Week 30: Finishing the naive Load Balancer #5

mrdude · 2017-03-22T01:27:43Z

What have I been doing?

I've mostly been working on fixing bugs in my naive load balancer implementation. This "load balancer" just forwards all connections to the first backend. As of commit 0d7865, this is mostly done. Athena will happily accept and forward Vegeta's connections for a while. After about ~20k packets or so, Vegeta will start reporting that it's connections are being rejected. I dunno what is going on yet; I'm still in the process of scanning the pcaps in Wireshark.

Milestones

~~TCP replay~~
add naive LB - need to finish debugging
- ~~add a SELECTING_BACKEND state to the main state machine~~
- ~~allow SELECTING_BACKEND to queue up packets from the client~~
pluggable LBs - allow the load balancer to be specified on the command line
- round robin
- least connections
- smart queue time algorithm

What am I doing this week?

Once the naive LB implementation works, I'm going to move on to implementing pluggable load balancers. By the end of this week, I want to have implementations for Naive, Round Robin, and Least Connections done.

Once I have all of these algorithms implemented, I can compare their performance using Vegeta's reported stats. This will be good to have in my presentation; I can create a graph comparing 95%ile latency for each alg.

Other Misc TODO items

figure out how to get ATH_ASSERT() working
clean up code so it follows the style guide
? add a TIME_WAIT state to state machine -- keep forwarding connections for 4 min after a RST?

Potential Roadblocks

In the current implementation, Athena assumes that it has the same IP as its load balancer backends.

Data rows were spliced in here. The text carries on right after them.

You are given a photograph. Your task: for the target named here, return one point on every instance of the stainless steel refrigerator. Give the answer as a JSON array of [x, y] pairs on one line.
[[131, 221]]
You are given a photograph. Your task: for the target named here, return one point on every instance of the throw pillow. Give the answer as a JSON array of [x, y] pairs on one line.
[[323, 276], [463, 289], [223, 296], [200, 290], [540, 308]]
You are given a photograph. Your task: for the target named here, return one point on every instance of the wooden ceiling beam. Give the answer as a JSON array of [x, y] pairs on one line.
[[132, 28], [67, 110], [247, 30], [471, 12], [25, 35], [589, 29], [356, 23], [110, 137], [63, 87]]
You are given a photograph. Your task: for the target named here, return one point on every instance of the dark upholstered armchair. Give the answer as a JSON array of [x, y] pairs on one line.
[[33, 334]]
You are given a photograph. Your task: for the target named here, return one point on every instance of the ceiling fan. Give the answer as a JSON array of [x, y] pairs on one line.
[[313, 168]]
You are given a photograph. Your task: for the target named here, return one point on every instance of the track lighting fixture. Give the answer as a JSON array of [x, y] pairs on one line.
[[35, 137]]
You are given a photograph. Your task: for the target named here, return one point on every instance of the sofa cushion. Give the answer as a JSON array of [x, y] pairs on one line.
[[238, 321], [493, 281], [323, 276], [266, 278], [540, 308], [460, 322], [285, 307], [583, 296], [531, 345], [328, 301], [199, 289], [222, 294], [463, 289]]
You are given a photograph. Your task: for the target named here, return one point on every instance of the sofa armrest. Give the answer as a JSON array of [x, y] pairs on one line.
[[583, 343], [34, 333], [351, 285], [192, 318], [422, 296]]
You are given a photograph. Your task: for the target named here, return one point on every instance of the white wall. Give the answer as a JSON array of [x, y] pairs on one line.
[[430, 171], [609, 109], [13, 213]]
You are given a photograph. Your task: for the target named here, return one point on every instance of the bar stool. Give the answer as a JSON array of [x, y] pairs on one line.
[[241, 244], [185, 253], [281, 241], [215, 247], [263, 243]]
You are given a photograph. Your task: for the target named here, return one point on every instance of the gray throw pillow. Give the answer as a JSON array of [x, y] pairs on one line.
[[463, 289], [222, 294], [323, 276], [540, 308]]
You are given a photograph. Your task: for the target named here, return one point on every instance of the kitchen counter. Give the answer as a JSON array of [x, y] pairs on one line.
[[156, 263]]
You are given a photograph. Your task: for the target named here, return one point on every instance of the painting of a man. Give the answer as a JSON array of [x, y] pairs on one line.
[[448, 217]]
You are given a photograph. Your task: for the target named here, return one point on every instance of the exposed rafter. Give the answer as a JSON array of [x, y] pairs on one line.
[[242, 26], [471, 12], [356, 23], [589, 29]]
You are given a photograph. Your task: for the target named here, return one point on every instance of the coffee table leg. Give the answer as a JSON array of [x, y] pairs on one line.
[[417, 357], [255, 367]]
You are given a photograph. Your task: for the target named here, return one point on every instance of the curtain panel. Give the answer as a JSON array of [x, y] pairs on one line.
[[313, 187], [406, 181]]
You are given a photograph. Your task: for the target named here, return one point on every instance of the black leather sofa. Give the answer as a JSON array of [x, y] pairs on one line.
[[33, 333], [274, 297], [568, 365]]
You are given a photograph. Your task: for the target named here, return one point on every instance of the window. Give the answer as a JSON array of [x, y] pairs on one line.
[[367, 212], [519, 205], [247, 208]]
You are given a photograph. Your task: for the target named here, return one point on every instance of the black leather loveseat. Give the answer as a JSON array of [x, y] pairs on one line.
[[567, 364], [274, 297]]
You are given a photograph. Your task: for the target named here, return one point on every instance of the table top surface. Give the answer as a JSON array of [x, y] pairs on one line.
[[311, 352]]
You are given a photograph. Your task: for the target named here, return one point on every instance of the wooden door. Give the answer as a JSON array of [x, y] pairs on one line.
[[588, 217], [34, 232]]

Because of this, Athena doesn't have to know ARP; Athena just blindly forwards any non-TCP packets it gets, and the networking stack in the backend's kernel handles everything else.

Ideally, one would be able to run Athena on a server as a reverse proxy for a cluster of web servers. This would require Athena to: 1) respond to ARP requests for its IP, and 2) read incoming ARP packets so that Athena can patch the ethernet headers (as well as the TCP and IP headers) while routing.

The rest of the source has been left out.